Categoria: Hipertensão Arterial

  • Pressão alta não dá sintomas — e por isso é perigosa

    Pressão alta não dá sintomas — e por isso é perigosa

    A hipertensão arterial é um dos problemas de saúde mais comuns do mundo — e um dos mais silenciosos. A Dra. Andressa explica por que a pressão alta “não dói” e por que medir a pressão regularmente pode salvar vidas.

    O que é a hipertensão arterial?

    A hipertensão é a pressão arterial persistentemente elevada — geralmente, igual ou acima de 140/90 mmHg em consultório, confirmada em mais de uma medição. Ela é o principal fator de risco evitável para doenças do coração, do cérebro e dos rins.

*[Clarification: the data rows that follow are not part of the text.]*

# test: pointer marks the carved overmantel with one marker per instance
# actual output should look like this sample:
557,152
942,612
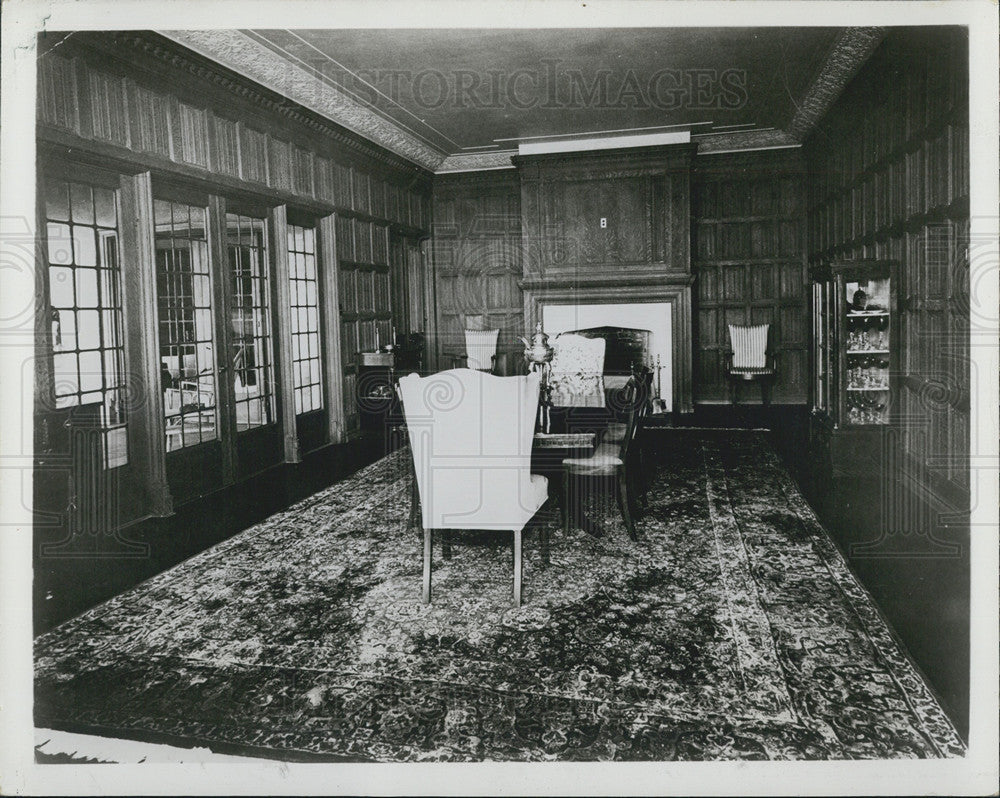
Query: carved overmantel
608,227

    Por que ela é chamada de “silenciosa”?

    Na grande maioria dos casos, a pressão alta não causa sintomas. A pessoa pode conviver anos com a pressão elevada sem sentir absolutamente nada — enquanto o excesso de pressão vai lesionando, aos poucos, o coração, os rins, o cérebro e os vasos sanguíneos. Quando os sintomas aparecem (dor de cabeça, tontura, visão embaçada), muitas vezes a doença já está avançada.

    Fatores de risco

    • Idade avançada
    • Histórico familiar de hipertensão
    • Excesso de sal na alimentação
    • Obesidade e sobrepeso
    • Sedentarismo
    • Consumo excessivo de álcool
    • Tabagismo
    • Estresse
    • Apneia do sono
    • Diabetes

    Como descobrir?

    Medindo a pressão! Como a hipertensão é assintomática, todos os adultos devem medir a pressão em consultas regulares. Para um diagnóstico mais preciso, o cardiologista pode solicitar:

    • MAPA 24h — mede e registra a pressão durante 24 horas, inclusive durante o sono
    • MRPA — medições feitas em casa, várias vezes ao dia, por alguns dias

    Esses exames ajudam a identificar a hipertensão do “avental branco” (pressão alta no consultório, normal fora dele) e a hipertensão mascarada (pressão normal no consultório, alta fora dele).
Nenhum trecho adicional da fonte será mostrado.